Spring 2023 Midterm Exam 1

← return to practice.dsc40a.com


Instructor(s): Janine Tiefenbruck

This exam was administered in person. Students had 50 minutes to take this exam.


Problem 1

Source: Spring 2023 Midterm 1, Problem 1

Consider a dataset such that 60 \leq y_1 \leq y_2 \leq \dots \leq y_n. Let R_{abs}(h) represent the mean absolute error of a constant prediction h on this dataset. Suppose we know that R_{abs}(27) = 94.


Problem 1.1

Find \bar y, or the mean of \{y_1, y_2, \dots, y_n\}.

\bar{y} = 121

There are several ways to complete this problem. One way is to interpret mean absolute error of a constant prediction h as the average distance of each data point to h. So we are told that the average distance of each data point to 27 is 94. That is, the data points are 94 units away from 27 on average. Since all the data is at least 60, they must be 94 units more than 27, or 121, on average.

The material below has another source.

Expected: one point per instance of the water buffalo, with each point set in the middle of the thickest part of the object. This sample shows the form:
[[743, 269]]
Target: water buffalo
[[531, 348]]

You can also arrive at the same answer algebraically using the definition of R_{abs}(h). We have \begin{aligned} R_{abs}(h) &= \frac1n \sum_{i=1}^{n}|y_i - h| \\ R_{abs}(27) &= \frac1n \sum_{i=1}^{n}|y_i - 27| \\ &= \frac1n \sum_{i=1}^{n}(y_i - 27) \qquad \text{because each~} y_i\geq 60 \\ &= \frac1n\left( \sum_{i=1}^{n}y_i - \sum_{i=1}^{n}27\right) \\ &= \frac1n\left( n\cdot\bar y - n\cdot27\right) \\ &= \bar y - 27 \end{aligned}

Since we are told that R(27) = 94, we can set \bar y - 27 = 94, to find that \bar y = 121.



Problem 1.2

Find R_{abs}(58).

R_{abs}(58) = 63

Again, we can complete this problem in multiple ways. Interpreting R_{abs}(h) as the average distance of each data point to h, we can see that since 58 is 31 units closer to each data point than 27, R_{abs}(58) = R_{abs}(27) - 31 = 94 - 31 = 63.

Another way to do this problem uses the answer from part (a). Since the data points average to 121, their distance to 58 is 121-58 = 63, on average.



Problem 1.3

Which of the following could be the mean absolute deviation from the median for this dataset? There is only one correct answer.

Our answer is 18.

One easy way to do this problem is to recognize that none of these values are too low, but they may be too high. For example, the mean absolute deviation from the median can be as low as 0, when all the data points are the same. Since we are told there is only one correct answer and we know that no answer choice is too low, that means the correct answer must be the lowest option, 18.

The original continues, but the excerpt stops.